Clients can upload pdf files and embed them to Pinecone.
But in my case, there are several documents which is similar in content.
For example, one doc is for financial statement of Google and the other is for Microsoft.
When asking a question, system retrieves data which is similar to query from Pinecone.
But when query is this case, for example “Who is director of Google?”, system retrieves data from Microsoft doc because Google doc is not enough.
Then, the answer is wrong.
I think to fix this problem, I need to tune embedding size.
I hope your better reply.
Thanks.

3 Likes

You can either use hybrid searching and include a keyword-based search like BM25. Or use a filter. Why do you want to “tune the embedding size”?

3 Likes

Thanks for your quick reply.
Could you explain in more detail?

Sure,

Using something like BM25 alongside semantic embeddings helps differentiate between “Microsoft Financials” and “Google Financials” by focusing on the keywords (Microsoft vs Google), which I believe is what you are looking for.

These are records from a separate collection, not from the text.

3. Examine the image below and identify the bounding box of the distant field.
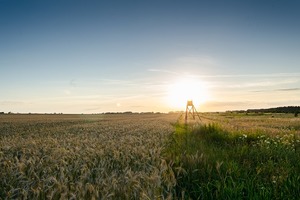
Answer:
[0,113,300,199]
[0,114,177,199]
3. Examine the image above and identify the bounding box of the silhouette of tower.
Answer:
[185,100,201,123]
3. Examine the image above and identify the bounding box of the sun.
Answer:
[167,78,209,109]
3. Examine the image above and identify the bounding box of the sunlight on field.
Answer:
[167,78,209,109]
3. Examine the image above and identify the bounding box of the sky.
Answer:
[0,0,300,113]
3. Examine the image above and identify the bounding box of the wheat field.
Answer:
[0,114,177,199]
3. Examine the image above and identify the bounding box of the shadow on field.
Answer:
[165,123,300,199]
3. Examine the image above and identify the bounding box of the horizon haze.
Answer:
[0,0,300,114]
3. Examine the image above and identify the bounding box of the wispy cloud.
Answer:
[275,88,300,91]
[147,69,180,75]
[194,73,300,78]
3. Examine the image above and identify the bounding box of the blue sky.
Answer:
[0,0,300,113]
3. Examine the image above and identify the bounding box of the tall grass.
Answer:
[166,123,300,199]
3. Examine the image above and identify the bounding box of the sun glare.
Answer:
[167,79,209,109]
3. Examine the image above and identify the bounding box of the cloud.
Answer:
[0,101,26,106]
[252,88,300,92]
[275,88,300,91]
[147,69,180,75]
[194,73,300,78]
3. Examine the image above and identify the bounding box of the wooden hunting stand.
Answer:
[185,100,201,123]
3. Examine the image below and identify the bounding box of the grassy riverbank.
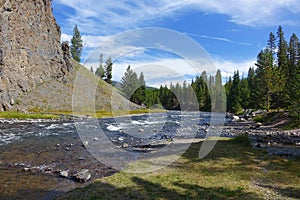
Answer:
[58,136,300,199]
[0,109,166,119]
[0,111,59,119]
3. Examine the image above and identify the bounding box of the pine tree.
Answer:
[70,25,83,62]
[104,56,113,84]
[286,34,300,114]
[247,67,258,108]
[95,54,105,79]
[268,32,277,55]
[240,77,250,109]
[131,72,146,105]
[255,48,275,110]
[121,65,138,99]
[228,71,242,113]
[214,69,226,112]
[276,26,288,107]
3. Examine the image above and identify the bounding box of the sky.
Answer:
[52,0,300,86]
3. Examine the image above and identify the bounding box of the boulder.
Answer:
[59,170,69,178]
[73,169,92,183]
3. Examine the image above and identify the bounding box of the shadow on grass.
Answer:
[59,135,300,200]
[58,177,260,200]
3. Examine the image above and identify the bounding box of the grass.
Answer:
[0,108,165,119]
[58,135,300,199]
[0,111,59,119]
[46,109,166,118]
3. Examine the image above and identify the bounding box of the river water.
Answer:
[0,111,224,199]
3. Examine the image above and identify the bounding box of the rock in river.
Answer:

You can also use the keywords as a filter and speed up your results (but possibly risk losing important documents) or combine it when you are performing your similarity search.

Pinecone offers both of these options (each option in the article above)

1 Like

Thanks.
You gave me a golden idea.
Thank you very much.

1 Like

Can you answer my question?
What is the principle of sparse vector search?